Now this is important. The writers of the Bible assume you are reading the rest of the Bible (notice the constant quoting of the Old Testament by Paul and how Joshua,Ruth and Esther begin with "and"). So how do we tie the whole together?

There are features that help see the unity of the Bible story
1) Jesus is the key
Luke 24:25-29 and 1 Peter 1:10-12 see that the different authors wrote about a single subject: the Christ and the salvation He would bring.
This means that our reading of the Bible is to understand God's plan of salvation and how Jesus achieves it. It also means that rather than reading the Bible to make a decision about jobs or money I read the Bible to determine how I can take part in the salvation that Jesus offers.

This of course means that we notice types (patterns) which provide us with insight into what the Christ will achieve. Hebrews 7-10 provides a good example of what I mean.

What I've said is pretty straight foward, but it then applies to our understanding of who God is and we have acted so that we need to be saved.

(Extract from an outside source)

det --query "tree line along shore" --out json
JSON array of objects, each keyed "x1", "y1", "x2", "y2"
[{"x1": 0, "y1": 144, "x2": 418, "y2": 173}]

So the book of Judges shows God providing a saviour in the form of a judge, but also the sinfulness of God's people (and need for salvation), the rule of God (even when it seems chaotic) and the difficulties that Israel will encounter in the Promised Land.

2) You build on what came before
Ezekiel is a bizarre book if you don't have an understanding of the glory of God being with His people (cf Exodus 19-30, 34, Leviticus, Psalm 46, 48). It is also bizarre that God just ups and leave Jerusalem unless you have read 1 & 2 Kings.
Again the first five books of the Bible are held together by God's blessing in creation and then promise of blessings to Abraham (Gen 1:26-28, 12:1-3). The question is- can God deliver on what He has promised to do (particularly with the people He is working with)

Each write builds on what was written before. So be aware of what books are before the one you are reading.

3) Realise the different eras
We must not only notice how it all ties together but how it is unique. Let me give a quick outline of different eras
Genesis 1-11- The patterns of how God designed the world and also the pattern of rebellion
Gen 12- Deut 34- The promise of restoration and the threats to this promise
Joshua-2 Samuel- Life in the land under the rule of God
1 Kings- Malachi- Desolation and hope of a new covenant in the last days
New Testament- The last days and the fulfillment of all things in the kingdom of God

Now, I have never lived in Palestine and I am not Jewish (nor am I 3000 years old). So when I open 1 Samuel as I currently am with my daughters I understand which era this belongs to and then how it point to the Christ.

4) Look at how the writers tie the Bible together
The great thing about all the quotations of the Old Testament in the New is that it gives you an insight into how to read it. For example, why is Cain's sacrifice unacceptable? Or why does Abraham appear so at ease with killing his son? The answer is given in Hebrews 11.

Sometimes we are not told the full significance of an event. It's only later that another writer brings out it's full significance to the story of the Bible as a whole.